Duty-cycle windows (why scheduling beats “more battery”)
- Sensing window: short and predictable; powers only what is needed to collect and pre-check.
- Upload window: expensive radio time; batch records and bound retries to minimize tail energy.
- Maintenance window: infrequent; only allowed when energy/thermal/network gates are satisfied (logs/updates).
Average current model (for validation): I_avg ≈ Σ(I_state × t_state) / T.
The goal is to keep TRANSMIT short and infrequent by batching, and keep unexpected wakeups near zero by gating.
State machine checklist (entry/exit/timeout + observability)
| State | Entry | Exit | Timeout + current bucket | Must log |
|---|---|---|---|---|
| SLEEP | no pending work; gates satisfied | wake source triggers | indefinite; ~µA | wake reason + timestamp |
| SENSE | timer tick; join window | records collected or budget reached | bounded; mA | scan/connect attempts |
| AGGREGATE | new data queued | batch formed; watermark reached | bounded; mA | queue depth + watermark |
| TRANSMIT | upload window; energy OK | sent or retry budget exhausted | strict; burst | outage time + retries |
| CONFIRM | ACK or brownout warning | commit markers written | bounded; mA | last-ack + commit ID |
| MAINTENANCE | manual/charger; gates pass | task done; time budget hit | strict; burst | gates + outcome |
Verification checklist (quick, practical)
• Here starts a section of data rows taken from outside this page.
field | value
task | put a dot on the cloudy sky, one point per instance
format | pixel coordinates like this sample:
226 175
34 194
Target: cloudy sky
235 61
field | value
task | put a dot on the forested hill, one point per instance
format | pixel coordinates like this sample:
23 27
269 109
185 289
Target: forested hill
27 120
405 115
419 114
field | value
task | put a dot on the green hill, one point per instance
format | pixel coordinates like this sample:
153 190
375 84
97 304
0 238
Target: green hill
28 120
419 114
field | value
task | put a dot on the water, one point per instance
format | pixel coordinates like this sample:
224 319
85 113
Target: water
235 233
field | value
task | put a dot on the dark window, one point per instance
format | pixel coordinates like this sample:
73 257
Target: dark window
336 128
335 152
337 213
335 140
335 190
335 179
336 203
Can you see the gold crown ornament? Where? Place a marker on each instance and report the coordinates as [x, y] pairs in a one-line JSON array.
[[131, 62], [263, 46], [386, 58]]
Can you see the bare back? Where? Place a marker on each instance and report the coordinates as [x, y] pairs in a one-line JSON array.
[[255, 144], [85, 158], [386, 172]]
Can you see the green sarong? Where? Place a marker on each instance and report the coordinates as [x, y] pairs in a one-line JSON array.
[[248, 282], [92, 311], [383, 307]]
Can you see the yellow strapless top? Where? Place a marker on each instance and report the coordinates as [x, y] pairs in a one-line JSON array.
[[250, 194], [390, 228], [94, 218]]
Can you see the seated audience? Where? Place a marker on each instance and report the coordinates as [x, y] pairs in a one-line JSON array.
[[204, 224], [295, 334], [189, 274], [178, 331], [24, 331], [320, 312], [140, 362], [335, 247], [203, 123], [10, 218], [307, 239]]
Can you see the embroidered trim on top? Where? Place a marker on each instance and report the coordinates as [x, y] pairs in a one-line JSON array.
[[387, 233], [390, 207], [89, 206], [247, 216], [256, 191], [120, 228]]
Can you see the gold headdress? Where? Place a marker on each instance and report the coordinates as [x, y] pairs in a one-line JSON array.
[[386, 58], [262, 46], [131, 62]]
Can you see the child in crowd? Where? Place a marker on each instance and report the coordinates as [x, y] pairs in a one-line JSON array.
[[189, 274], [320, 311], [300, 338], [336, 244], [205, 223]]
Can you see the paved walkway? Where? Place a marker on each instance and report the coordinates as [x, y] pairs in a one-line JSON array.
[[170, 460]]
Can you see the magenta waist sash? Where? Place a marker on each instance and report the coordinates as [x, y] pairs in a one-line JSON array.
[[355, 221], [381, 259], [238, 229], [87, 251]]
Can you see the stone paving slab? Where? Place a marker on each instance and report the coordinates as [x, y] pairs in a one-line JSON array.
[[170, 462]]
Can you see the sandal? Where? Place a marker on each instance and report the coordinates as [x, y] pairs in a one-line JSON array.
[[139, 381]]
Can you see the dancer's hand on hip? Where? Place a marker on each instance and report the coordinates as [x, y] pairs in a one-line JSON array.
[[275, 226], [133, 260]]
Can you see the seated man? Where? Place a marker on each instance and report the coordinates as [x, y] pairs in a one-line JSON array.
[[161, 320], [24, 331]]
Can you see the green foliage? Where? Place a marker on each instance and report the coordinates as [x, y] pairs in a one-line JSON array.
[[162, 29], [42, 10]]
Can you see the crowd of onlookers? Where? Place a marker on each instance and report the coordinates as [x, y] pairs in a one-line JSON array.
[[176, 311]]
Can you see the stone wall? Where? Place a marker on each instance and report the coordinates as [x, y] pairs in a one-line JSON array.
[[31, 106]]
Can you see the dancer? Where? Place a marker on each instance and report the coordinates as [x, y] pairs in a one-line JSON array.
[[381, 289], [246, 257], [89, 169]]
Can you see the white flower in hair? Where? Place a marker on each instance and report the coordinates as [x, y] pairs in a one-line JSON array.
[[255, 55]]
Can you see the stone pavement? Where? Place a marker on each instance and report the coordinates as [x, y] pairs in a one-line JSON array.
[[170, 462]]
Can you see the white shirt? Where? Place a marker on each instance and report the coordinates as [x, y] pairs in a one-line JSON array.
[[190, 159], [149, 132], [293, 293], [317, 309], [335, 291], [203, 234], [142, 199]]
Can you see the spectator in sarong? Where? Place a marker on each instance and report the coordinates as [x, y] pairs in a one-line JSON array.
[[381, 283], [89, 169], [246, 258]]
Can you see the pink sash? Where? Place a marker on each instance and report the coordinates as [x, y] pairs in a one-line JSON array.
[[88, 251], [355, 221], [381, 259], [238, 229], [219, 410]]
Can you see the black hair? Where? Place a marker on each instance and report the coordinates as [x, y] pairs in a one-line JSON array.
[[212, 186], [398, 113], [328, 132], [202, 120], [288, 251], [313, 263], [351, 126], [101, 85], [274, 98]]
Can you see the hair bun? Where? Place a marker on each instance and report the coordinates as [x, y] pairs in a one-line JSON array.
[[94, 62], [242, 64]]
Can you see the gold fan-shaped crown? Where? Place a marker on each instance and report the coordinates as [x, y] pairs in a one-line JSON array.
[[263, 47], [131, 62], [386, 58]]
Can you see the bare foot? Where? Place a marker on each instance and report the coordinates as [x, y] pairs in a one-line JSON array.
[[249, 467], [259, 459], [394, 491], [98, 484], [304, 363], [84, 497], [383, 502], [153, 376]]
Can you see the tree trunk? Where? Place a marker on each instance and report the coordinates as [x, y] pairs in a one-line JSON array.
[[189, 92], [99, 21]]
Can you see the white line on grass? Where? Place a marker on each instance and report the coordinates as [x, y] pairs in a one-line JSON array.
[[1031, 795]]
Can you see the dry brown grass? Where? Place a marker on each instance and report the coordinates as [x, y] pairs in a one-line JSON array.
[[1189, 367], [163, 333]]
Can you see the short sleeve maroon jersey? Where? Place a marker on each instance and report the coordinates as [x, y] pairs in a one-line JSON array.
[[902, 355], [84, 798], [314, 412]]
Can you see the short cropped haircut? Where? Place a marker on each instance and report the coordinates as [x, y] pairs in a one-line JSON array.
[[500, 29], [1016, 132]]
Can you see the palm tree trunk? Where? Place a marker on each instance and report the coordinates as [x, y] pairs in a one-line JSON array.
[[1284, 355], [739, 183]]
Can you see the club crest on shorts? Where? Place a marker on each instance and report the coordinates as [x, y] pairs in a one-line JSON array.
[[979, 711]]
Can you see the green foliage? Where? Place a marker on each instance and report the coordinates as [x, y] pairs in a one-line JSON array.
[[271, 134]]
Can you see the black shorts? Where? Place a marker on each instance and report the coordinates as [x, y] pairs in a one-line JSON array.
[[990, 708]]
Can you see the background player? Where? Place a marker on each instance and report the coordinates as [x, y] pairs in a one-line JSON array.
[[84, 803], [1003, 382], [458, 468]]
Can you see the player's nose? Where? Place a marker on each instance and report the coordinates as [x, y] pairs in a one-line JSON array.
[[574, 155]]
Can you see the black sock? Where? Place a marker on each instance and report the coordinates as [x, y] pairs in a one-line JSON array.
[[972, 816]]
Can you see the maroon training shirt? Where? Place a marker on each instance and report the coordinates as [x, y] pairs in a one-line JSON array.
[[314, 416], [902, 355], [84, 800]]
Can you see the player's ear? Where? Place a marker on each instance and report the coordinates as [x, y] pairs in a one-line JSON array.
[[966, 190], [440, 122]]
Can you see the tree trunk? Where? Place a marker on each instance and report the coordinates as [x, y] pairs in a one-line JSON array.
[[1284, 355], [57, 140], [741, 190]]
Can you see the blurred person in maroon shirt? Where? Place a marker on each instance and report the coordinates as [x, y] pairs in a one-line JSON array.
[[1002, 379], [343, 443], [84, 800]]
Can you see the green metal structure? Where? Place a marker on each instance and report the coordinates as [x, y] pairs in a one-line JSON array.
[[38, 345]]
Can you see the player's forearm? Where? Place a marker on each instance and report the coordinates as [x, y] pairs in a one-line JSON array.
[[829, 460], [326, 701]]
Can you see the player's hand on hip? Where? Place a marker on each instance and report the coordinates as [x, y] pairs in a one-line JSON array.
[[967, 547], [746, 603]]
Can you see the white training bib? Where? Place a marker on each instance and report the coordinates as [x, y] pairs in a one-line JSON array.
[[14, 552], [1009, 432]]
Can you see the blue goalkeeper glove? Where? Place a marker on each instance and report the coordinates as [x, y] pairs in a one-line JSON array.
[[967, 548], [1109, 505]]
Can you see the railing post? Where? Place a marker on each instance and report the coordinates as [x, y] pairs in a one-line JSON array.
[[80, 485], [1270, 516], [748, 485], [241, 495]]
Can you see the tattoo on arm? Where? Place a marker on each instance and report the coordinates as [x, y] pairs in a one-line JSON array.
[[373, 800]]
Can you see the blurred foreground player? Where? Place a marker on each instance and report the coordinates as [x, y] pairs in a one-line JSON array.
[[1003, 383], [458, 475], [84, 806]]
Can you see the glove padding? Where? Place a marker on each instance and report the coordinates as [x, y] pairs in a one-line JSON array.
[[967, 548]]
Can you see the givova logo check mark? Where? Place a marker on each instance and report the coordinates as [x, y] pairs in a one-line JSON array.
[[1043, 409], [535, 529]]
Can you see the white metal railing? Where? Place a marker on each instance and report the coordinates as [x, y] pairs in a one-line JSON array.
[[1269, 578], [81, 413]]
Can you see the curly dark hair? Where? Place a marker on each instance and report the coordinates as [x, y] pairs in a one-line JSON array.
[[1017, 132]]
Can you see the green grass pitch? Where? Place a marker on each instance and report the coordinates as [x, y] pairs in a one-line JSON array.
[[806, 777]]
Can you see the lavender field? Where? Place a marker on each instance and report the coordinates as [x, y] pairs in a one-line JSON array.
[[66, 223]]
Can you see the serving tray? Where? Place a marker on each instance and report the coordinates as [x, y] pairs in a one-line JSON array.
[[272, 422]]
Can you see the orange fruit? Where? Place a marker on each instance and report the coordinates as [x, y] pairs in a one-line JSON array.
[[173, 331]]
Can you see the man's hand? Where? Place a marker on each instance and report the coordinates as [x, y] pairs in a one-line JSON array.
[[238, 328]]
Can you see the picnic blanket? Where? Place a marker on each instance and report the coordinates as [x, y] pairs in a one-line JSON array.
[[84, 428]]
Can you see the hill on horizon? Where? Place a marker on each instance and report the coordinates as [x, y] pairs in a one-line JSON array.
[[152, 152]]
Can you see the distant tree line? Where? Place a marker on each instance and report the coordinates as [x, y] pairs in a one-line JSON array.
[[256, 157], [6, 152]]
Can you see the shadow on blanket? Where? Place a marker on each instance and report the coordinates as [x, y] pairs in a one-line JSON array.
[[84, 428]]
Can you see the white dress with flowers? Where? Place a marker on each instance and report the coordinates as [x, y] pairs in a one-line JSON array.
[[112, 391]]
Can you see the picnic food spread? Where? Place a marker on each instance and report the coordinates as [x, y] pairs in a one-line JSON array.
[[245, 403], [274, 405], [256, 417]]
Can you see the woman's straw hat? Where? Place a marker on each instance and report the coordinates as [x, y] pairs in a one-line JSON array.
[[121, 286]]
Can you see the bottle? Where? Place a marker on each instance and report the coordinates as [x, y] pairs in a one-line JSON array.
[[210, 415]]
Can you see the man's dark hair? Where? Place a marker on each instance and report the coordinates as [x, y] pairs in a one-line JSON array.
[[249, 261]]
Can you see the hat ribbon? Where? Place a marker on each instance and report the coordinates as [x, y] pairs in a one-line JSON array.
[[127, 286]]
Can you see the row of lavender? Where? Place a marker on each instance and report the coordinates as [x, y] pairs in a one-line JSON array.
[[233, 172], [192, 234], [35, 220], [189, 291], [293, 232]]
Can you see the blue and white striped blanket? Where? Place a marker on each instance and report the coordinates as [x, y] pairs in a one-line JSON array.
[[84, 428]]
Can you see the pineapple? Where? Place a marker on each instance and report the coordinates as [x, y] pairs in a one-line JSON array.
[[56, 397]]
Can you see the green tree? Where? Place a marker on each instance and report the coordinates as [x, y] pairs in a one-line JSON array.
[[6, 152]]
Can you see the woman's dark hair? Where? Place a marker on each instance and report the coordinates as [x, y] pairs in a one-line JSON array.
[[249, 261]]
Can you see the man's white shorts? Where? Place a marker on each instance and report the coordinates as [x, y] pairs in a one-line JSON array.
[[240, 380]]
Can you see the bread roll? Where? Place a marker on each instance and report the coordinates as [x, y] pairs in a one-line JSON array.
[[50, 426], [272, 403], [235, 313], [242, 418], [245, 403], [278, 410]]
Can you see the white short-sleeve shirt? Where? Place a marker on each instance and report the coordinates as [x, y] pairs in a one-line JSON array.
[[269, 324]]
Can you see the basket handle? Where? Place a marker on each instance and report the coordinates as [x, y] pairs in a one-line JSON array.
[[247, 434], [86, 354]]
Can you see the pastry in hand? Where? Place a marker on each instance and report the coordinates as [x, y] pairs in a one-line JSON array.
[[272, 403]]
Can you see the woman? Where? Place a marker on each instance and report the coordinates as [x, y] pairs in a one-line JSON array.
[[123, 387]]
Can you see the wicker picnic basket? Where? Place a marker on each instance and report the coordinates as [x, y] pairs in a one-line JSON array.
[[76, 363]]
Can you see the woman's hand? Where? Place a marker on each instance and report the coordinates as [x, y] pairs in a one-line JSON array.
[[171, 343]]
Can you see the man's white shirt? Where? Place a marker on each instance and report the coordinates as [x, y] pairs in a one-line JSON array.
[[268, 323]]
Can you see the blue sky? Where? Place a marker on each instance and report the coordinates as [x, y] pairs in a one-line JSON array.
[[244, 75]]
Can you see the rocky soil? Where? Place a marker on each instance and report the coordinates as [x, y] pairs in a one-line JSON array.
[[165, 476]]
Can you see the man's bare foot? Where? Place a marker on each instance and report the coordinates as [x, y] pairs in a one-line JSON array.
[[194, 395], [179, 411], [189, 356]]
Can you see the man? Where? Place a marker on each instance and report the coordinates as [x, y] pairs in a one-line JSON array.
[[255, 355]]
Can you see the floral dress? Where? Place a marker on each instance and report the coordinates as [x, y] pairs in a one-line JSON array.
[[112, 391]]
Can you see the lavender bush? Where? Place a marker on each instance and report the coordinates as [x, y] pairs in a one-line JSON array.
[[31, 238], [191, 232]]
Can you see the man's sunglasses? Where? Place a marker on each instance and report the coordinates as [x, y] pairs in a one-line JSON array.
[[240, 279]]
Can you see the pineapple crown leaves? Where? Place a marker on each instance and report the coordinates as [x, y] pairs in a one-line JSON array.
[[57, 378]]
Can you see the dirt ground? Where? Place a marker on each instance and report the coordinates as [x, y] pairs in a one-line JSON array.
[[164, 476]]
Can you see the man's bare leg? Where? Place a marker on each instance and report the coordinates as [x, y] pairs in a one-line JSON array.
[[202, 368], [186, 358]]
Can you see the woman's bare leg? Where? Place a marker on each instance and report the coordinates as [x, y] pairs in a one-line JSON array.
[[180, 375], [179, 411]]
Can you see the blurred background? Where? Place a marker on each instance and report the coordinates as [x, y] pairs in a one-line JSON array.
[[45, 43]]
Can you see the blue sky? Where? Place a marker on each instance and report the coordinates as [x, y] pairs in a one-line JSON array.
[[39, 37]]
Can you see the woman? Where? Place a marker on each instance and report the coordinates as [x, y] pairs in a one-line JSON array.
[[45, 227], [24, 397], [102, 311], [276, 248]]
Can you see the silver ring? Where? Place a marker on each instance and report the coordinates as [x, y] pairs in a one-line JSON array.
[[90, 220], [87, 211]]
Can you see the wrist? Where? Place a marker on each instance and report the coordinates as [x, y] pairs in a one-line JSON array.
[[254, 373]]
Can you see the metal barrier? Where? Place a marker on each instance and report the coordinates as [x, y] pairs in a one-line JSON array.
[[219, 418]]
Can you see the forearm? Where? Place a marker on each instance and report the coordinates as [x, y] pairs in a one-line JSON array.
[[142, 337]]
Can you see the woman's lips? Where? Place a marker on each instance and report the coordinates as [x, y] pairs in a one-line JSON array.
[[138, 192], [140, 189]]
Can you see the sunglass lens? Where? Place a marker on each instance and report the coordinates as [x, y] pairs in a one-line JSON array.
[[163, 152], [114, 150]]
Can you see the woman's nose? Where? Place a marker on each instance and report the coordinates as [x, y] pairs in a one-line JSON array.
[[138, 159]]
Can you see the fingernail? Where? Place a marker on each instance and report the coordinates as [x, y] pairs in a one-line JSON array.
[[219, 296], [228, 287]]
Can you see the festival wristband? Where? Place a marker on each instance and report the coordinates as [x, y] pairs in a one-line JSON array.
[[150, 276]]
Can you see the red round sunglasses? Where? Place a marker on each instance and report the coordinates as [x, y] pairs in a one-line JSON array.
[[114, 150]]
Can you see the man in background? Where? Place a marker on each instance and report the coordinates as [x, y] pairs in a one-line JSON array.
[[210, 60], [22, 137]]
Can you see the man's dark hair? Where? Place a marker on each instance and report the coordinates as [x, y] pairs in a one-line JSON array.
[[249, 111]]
- Log wake reasons and state transitions; confirm unexpected wakeups are near zero during idle.
- Measure state currents and dwell times; reconcile with the average-current model (I_avg).
- Force uplink outage; verify buffering continues without raising average power uncontrollably.
- Run brownout tests; confirm pre-warning triggers flush/commit before reset.
H2-4 · ULP PMIC & Power Tree (rails, retention, sequencing)
Engineering takeaway
The power tree is not just “power delivery.” It is a domain control system that ensures only the required rails are on at the right time.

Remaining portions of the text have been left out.